# First, And Last Black Car!



## a8tdi (Aug 31, 2012)

After spending a small fortune and investing hours attempting to repair the paintwork on my Black Audi I have admitted defeat. The effort required to keep this car swirl free is a full time job. Just when I am happy with the results the sun comes out and its all back! Maybe i ain't spending the right amount of time on the process but i have made my mind up, the car is getting traded for a silver replacement.. Black car, never again!


----------



## cmillsjoe (Jun 20, 2012)

ive a black car and must say i love it , when the suns out the shine would blind yea


----------



## a8tdi (Aug 31, 2012)

No swirls?


----------



## Trip tdi (Sep 3, 2008)

Black is a great colour whilst it's clean, just buy a dual action machine polisher or get a detailer to machine the paint for you, then afterwards just take careful washing steps to reduce marking the paint and so forth.

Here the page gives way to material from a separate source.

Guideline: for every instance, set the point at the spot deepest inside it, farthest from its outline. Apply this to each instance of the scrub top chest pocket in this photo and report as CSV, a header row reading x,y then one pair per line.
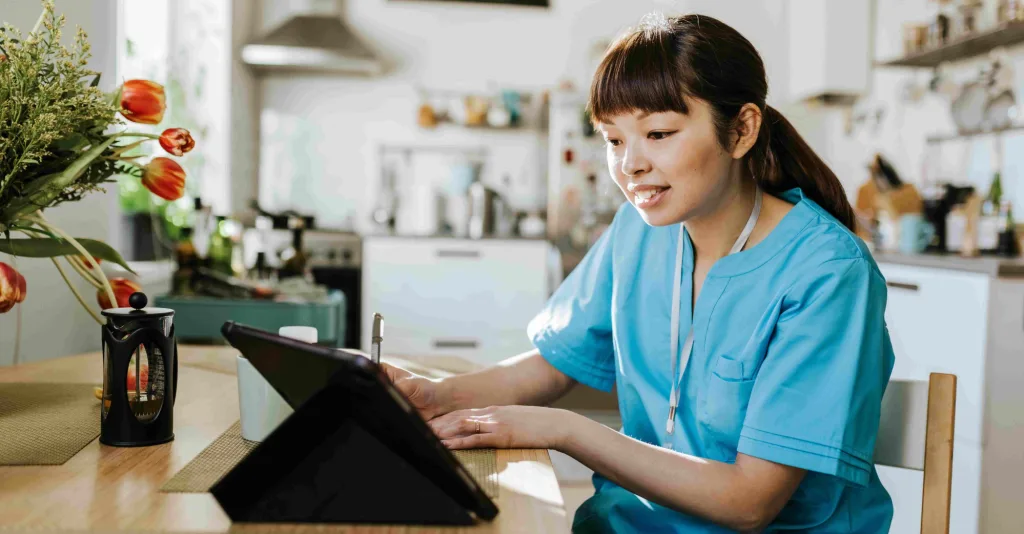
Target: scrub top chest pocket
x,y
723,405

Don't sell your Black Audi, summers coming here soon and when the sun hits the paint it will look like a liquid jewel, Black Ruby's.


----------



## cmillsjoe (Jun 20, 2012)

some but only can be seen in certain sun and by people who knows what they are looking for . Have you tried regular use of a filler type product like tripple or srp


----------



## -Raven- (Aug 26, 2010)

Sun in Scotland? 

:lol::lol::lol:


----------



## a8tdi (Aug 31, 2012)

I have bought a meguiars v220 v2 and a 3m rotary. I have the 3m range of polishes. PB black hole, Gtechniq p1 and P2 and various other cleaning products. None of which make any difference..


----------



## a8tdi (Aug 31, 2012)

-Raven- said:


> Sun in Scotland?
> 
> :lol::lol::lol:


Yeah, believe it or not... I wish we never.. ( no swirls )


----------



## tzotzo (Nov 15, 2009)

a8tdi said:


> I have bought a meguiars v220 v2 and a 3m rotary. I have the 3m range of polishes. PB black hole, Gtechniq p1 and P2 and various other cleaning products. None of which make any difference..

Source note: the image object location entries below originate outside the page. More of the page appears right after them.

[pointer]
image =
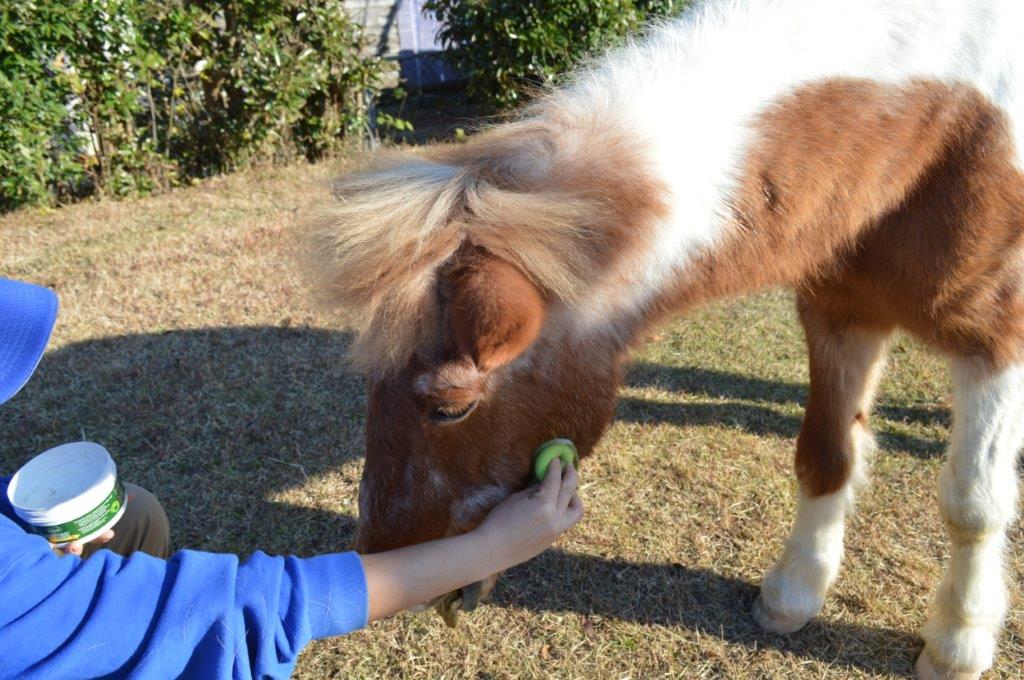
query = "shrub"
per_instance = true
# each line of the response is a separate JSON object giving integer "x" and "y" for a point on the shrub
{"x": 121, "y": 96}
{"x": 507, "y": 47}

I understand you got the wrong products there.
And get some opticoat or cquartz


----------



## a8tdi (Aug 31, 2012)

tzotzo said:


> I understand you got the wrong products there.
> And get some opticoat or cquartz


Opticoat ?
Directions:
Polish paint to remove any defects. Swirl marks are defects!


----------



## alxg (May 3, 2009)

tzotzo said:


> I understand you got the wrong products there.
> And get some opticoat or cquartz


Wrong products? Seriously??

You have more than enough stuff there to get a swirl free finish, if only temporary by using BH!

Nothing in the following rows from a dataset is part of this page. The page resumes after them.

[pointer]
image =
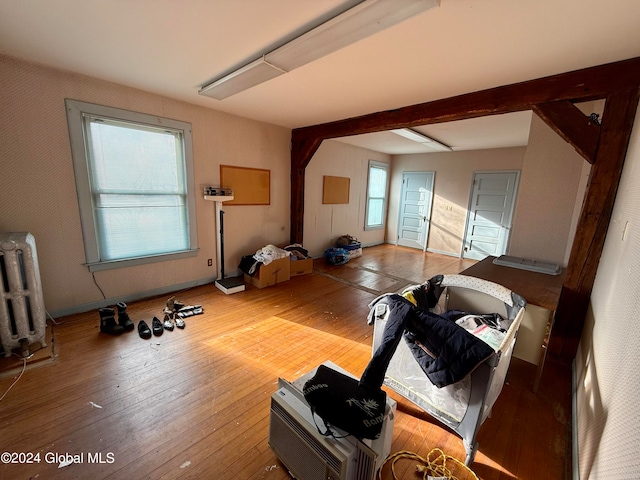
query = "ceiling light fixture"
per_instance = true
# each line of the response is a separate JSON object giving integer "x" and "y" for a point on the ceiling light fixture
{"x": 423, "y": 139}
{"x": 364, "y": 19}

I suggest it may be a bit more experience or training is required here; once you get your technique down you will have a black car to be proud of :thumb: get a practice panel in and learn about the polishes and the way to get the best from them, then onto the big beast and beyond :thumb:


----------



## iPlod999 (Jun 23, 2012)

You can't beat a black car fully cleaned.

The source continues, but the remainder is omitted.